19歳という若さで芥川賞候補になるも、21歳で鉄道自殺した久坂葉子。

美貌と才能、そして若さに溢れていた彼女は何を思って死に至ったのか。

彼女の書いた小説 戯曲 詩を読んでみると、どれほどのエネルギーを使って生きていたかが読み取れる。多くは家庭の重圧、恋愛の破局、執筆の行き詰まりが死因と言われているが、どれも当たっているようで、どれも違っているような気がしてならない。

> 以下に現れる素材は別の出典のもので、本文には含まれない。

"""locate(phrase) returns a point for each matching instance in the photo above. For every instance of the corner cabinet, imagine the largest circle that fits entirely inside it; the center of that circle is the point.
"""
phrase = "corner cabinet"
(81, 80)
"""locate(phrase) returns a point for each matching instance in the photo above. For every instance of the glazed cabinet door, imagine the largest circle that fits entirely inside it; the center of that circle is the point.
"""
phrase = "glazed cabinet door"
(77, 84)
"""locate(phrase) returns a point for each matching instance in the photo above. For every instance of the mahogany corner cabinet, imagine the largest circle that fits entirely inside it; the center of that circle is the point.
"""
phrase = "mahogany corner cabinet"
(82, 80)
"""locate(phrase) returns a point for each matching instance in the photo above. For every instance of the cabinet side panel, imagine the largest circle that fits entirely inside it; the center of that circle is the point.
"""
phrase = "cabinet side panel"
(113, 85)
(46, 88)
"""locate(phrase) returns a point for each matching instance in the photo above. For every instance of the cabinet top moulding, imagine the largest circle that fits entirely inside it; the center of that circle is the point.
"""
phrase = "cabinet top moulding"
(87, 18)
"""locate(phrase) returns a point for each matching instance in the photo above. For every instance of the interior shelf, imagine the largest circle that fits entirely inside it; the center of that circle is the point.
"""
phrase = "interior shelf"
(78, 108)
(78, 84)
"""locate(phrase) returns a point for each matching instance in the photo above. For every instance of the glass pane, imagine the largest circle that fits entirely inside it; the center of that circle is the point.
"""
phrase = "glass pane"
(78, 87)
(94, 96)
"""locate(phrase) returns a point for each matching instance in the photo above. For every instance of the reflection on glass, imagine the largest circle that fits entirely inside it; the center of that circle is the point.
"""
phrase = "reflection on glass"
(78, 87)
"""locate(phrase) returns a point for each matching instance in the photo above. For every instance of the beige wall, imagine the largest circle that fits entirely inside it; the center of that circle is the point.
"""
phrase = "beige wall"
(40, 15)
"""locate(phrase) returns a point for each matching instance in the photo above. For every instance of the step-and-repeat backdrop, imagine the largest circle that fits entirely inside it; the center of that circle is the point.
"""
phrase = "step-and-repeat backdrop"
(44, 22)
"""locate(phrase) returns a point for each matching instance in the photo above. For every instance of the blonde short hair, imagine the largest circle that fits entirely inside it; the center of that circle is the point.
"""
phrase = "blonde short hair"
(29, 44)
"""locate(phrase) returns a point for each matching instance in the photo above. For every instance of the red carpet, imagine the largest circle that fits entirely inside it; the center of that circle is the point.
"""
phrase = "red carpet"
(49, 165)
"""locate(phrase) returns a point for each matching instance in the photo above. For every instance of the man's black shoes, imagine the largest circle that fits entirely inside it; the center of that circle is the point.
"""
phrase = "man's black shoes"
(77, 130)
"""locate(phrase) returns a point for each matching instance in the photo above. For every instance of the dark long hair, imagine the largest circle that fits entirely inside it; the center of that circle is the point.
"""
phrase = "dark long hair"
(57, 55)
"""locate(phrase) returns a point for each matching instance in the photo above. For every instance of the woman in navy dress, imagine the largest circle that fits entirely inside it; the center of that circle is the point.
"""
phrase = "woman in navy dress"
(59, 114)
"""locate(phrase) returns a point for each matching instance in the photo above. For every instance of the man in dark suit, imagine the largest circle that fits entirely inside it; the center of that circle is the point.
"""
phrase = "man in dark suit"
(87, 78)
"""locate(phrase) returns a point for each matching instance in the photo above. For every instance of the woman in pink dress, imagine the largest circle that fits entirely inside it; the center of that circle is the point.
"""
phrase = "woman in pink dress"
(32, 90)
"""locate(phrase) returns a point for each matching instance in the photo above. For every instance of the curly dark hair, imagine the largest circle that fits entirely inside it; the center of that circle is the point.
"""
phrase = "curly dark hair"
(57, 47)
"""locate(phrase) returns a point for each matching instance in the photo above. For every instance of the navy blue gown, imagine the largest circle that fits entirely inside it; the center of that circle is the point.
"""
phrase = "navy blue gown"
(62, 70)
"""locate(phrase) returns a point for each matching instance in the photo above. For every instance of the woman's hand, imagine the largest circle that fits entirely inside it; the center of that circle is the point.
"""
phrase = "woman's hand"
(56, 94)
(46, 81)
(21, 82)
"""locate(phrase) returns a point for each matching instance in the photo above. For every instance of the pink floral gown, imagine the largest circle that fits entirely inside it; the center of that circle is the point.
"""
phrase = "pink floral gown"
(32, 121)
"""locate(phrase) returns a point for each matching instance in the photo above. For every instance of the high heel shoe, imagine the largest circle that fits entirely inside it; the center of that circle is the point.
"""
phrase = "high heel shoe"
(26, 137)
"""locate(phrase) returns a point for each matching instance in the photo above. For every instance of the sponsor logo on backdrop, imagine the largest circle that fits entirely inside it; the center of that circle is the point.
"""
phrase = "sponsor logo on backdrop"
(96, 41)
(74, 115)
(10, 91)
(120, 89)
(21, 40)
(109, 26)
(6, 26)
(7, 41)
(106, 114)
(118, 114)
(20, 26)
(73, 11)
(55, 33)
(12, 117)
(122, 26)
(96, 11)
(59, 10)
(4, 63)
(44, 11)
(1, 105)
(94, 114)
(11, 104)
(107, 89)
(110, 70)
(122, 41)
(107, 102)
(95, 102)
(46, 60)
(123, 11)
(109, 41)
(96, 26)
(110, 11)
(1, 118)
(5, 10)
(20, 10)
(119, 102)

『幾度目かの最期』(亡くなった日に書いた遺作)で「私のような、過激で、情熱のかたまりみたいな女は、恋愛して、そのまま結婚することは、とてもできない。」と語っているように、誰かを強烈に求めながらも、誰をも愛しきれない、誰の元にも収まりきれない自分の余在る強さと、それ故の脆さを知っていたのかもしれない。
自分の命の短さも知っていて、その短さにさえ抗うように自死を試み、4度目で亡くなった。

たった21歳で逝った彼女の放った光は相当なものだったのだろう。
アンソロジーが出版されたり、「久坂葉子研究」する人が後を絶たなかった。
作家の久坂部羊さんのペンネームもこの人から。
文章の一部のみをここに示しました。